Le regard du droit international sur la notion de justice sociale : état des lieux

« Attendu qu’une paix universelle et durable ne peut être fondée que sur la base de la justice sociale.1 »

Voilà comment débute le préambule de la Constitution de l’Organisation internationale du Travail établit en 1919, à une époque qui suit la révolution industrielle où l’être humain était au service du progrès technique. Au lendemain la Seconde Guerre Mondiale, l’Organisation des Nations Unies viendra défendre l’importance de la justice sociale afin de veiller à l’établissement et au maintien de la paix et de la sécurité au sein de la communauté internationale. Ban Ki-Moon, précédent Secrétaire Général des Nations Unies, dira que cette notion constitue « le fondement de la stabilité nationale et de la prospérité mondiale », alors que l’ancien Directeur général de l’Organisation internationale du Travail, Juan Somavía, a plaidé pour l’instauration « d’une nouvelle ère de justice sociale fondée sur le travail décent ». Mais comment le droit international a-t-il mis en œuvre cette notion ?

L’Organisation internationale du Travail (OIT) est certainement l’organisme onusien ayant le plus promu et défendu la valeur de justice sociale. Au travers de sa Constitution, elle en fait un de ses objectifs fondateurs qui vise l’égalité des droits pour tous les peuples ainsi que la nécessité du progrès social et du développement économique au service de l’humanité. En 2008, en vue de palier aux dérives du capitalisme ultra-libéral, exacerbés par la crise des subprimes, celle-ci adopte la Déclaration de l’Organisation internationale du Travail sur la justice sociale pour une mondialisation équitable2. Cette Déclaration succède à plusieurs conventions formant le socle du droit international social, qui ont toutes intégré ce principe pilier afin d’élaborer des règles nouvelles, telles que l’interdiction du travail forcé, celle du travail des enfants, l’élimination de toute discrimination en matière d’emploi ou encore le droit de négociation collective. Ainsi, depuis ses origines, l’OIT a su cerner les problèmes et défis qu’allait faire émerger la mondialisation.

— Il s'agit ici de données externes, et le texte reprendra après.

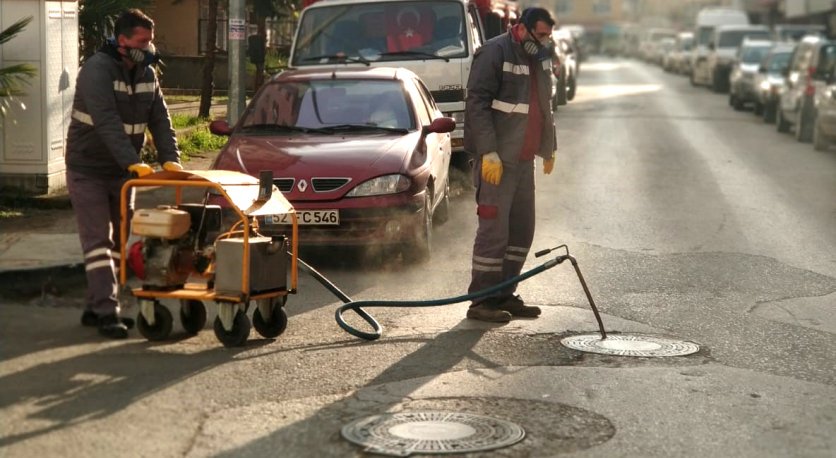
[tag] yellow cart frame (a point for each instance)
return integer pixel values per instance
(243, 194)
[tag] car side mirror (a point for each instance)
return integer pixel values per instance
(220, 127)
(440, 126)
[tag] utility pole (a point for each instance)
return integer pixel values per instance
(237, 63)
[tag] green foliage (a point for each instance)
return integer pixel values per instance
(200, 140)
(13, 77)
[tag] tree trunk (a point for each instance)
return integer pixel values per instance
(259, 67)
(208, 84)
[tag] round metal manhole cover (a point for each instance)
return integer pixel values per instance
(630, 345)
(431, 432)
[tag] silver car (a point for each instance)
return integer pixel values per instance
(770, 80)
(742, 89)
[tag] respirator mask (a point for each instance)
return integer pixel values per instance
(533, 46)
(145, 56)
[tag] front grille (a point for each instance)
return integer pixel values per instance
(328, 184)
(284, 184)
(449, 95)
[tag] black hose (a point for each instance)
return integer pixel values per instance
(356, 306)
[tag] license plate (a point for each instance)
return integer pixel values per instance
(310, 217)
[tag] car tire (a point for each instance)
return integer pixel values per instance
(561, 88)
(573, 86)
(769, 113)
(820, 141)
(804, 126)
(418, 250)
(442, 211)
(781, 124)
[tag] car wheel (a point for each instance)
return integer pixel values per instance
(820, 142)
(769, 113)
(419, 249)
(561, 88)
(573, 86)
(804, 127)
(442, 212)
(781, 124)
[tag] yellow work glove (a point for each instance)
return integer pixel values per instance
(548, 166)
(171, 166)
(492, 168)
(140, 170)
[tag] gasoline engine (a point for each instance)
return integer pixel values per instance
(176, 243)
(184, 243)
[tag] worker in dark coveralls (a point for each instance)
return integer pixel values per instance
(508, 121)
(117, 98)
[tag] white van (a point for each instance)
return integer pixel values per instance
(435, 39)
(707, 20)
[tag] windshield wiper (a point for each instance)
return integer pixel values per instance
(399, 130)
(338, 57)
(415, 53)
(252, 128)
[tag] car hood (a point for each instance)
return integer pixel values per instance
(306, 157)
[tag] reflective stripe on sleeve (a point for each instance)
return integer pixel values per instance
(133, 129)
(82, 117)
(515, 69)
(98, 252)
(505, 107)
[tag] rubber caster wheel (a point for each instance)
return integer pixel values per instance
(192, 315)
(237, 335)
(162, 324)
(275, 327)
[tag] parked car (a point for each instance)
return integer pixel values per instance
(795, 32)
(362, 154)
(742, 80)
(811, 62)
(723, 48)
(679, 59)
(824, 130)
(770, 79)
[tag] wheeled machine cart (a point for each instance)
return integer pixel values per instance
(187, 252)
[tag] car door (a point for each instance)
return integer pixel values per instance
(438, 145)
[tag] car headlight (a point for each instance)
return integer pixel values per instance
(458, 116)
(387, 184)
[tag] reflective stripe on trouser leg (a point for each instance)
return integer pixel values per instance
(521, 227)
(94, 200)
(511, 199)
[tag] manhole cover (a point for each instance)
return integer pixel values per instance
(630, 345)
(431, 432)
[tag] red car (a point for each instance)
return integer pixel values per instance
(362, 154)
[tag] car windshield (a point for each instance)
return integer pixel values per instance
(381, 32)
(732, 39)
(753, 54)
(779, 61)
(328, 105)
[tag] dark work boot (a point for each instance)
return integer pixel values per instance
(487, 311)
(111, 326)
(89, 318)
(515, 306)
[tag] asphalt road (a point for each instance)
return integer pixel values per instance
(688, 220)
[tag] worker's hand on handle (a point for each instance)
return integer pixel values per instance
(140, 170)
(171, 166)
(492, 168)
(548, 166)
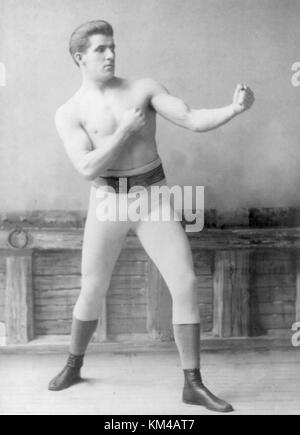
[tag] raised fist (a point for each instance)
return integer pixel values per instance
(243, 98)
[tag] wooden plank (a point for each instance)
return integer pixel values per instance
(57, 263)
(19, 317)
(256, 238)
(127, 310)
(159, 306)
(270, 280)
(274, 267)
(278, 307)
(118, 325)
(56, 282)
(276, 294)
(232, 294)
(277, 321)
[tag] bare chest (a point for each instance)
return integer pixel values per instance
(102, 115)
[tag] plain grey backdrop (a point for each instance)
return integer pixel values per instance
(200, 50)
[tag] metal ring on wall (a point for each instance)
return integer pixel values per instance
(18, 239)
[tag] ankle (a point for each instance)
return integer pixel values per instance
(75, 361)
(192, 375)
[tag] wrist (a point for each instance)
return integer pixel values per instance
(236, 109)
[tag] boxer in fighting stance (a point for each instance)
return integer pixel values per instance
(108, 130)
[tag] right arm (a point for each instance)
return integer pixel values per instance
(90, 162)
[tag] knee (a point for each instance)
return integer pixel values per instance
(187, 288)
(93, 288)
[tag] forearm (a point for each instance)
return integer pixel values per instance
(209, 119)
(105, 154)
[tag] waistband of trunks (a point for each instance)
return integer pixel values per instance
(136, 171)
(122, 184)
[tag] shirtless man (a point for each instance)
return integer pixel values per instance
(108, 130)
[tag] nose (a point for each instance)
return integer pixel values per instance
(110, 54)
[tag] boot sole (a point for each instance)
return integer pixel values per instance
(74, 382)
(188, 402)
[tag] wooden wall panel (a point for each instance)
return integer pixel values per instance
(203, 264)
(56, 288)
(275, 288)
(127, 295)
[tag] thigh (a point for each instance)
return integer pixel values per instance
(102, 242)
(168, 246)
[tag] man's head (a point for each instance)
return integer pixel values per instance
(92, 48)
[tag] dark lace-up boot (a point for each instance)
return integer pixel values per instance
(195, 393)
(69, 376)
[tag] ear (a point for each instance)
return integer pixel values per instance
(78, 57)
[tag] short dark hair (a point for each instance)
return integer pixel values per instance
(79, 41)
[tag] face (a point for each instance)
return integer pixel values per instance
(99, 59)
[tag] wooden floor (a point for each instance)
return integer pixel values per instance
(150, 383)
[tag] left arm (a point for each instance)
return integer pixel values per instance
(179, 113)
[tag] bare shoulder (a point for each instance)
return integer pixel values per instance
(151, 86)
(67, 114)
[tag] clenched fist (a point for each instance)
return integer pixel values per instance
(243, 98)
(133, 120)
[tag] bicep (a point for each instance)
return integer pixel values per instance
(170, 107)
(76, 141)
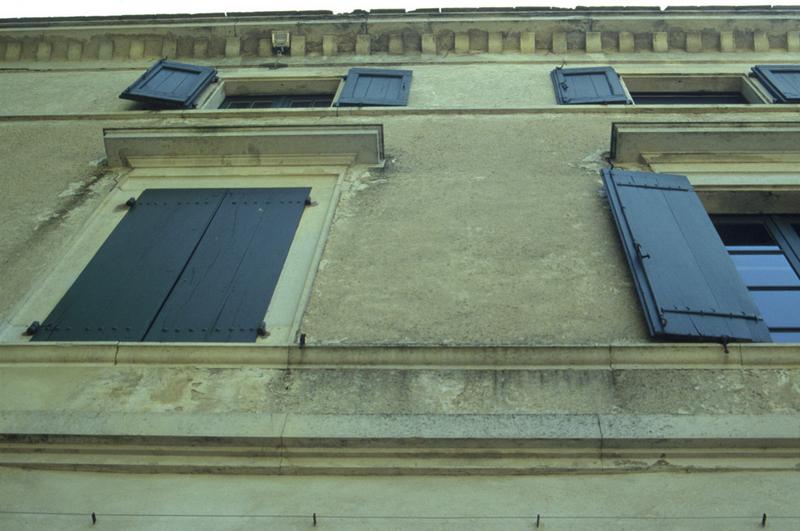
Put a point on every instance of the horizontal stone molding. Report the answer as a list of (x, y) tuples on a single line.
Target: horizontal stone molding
[(362, 143), (517, 357), (298, 444), (560, 32)]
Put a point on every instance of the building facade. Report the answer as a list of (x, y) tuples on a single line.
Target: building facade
[(465, 326)]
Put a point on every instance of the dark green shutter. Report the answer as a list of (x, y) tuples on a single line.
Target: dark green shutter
[(588, 85), (121, 290), (170, 84), (782, 81), (183, 265), (687, 283), (226, 287), (375, 86)]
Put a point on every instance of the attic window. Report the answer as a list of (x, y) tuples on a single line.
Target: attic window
[(168, 84), (688, 89)]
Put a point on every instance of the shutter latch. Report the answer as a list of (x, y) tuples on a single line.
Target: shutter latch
[(33, 328), (640, 254)]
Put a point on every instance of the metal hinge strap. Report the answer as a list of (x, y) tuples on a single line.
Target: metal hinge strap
[(711, 313)]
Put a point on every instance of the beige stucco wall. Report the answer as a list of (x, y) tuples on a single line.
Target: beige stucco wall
[(686, 501), (477, 273)]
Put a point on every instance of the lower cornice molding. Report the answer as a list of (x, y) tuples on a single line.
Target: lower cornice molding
[(298, 444)]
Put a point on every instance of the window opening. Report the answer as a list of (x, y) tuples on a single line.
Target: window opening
[(763, 256)]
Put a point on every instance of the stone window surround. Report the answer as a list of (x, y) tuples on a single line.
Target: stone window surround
[(755, 172), (229, 157)]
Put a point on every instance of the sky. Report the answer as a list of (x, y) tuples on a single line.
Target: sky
[(53, 8)]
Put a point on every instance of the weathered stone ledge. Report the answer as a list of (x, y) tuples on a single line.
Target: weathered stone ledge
[(646, 355), (296, 444), (461, 32)]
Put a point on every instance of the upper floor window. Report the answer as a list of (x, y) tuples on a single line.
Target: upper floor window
[(779, 83), (766, 253), (168, 84), (277, 102)]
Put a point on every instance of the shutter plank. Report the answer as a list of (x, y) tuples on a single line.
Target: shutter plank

C’est d’ailleurs au travers de cette Déclaration que l’OIT constate deux impacts de la mondialisation sur le milieu de travail. L’un positif, puisque qu’elle permet de favoriser la création d’emplois et le progrès économique sur les pays dits en voie de développement, tout en permettant l’innovation et la circulation des idées. L’autre, plus contrasté, constate que la mondialisation a confronté les pays à des défis majeurs notamment quant à l’inégalité des revenus, à une stagnation des niveaux de chômage et de pauvreté, à l’augmentation du travail précaire et à leur vulnérabilité aux chocs économiques extérieurs. La mondialisation est arrivée à un point tel qu’elle a affaibli, et ce, au sein même des pays développés, les systèmes de protection sociale pourtant bien ancrés pour certains. En effet, elle a notamment engendré une augmentation du risque de perte d’emploi sans préavis, celle de l’intérim parfois longue durée ou encore de la lourdeur des formations pour obtenir un emploi.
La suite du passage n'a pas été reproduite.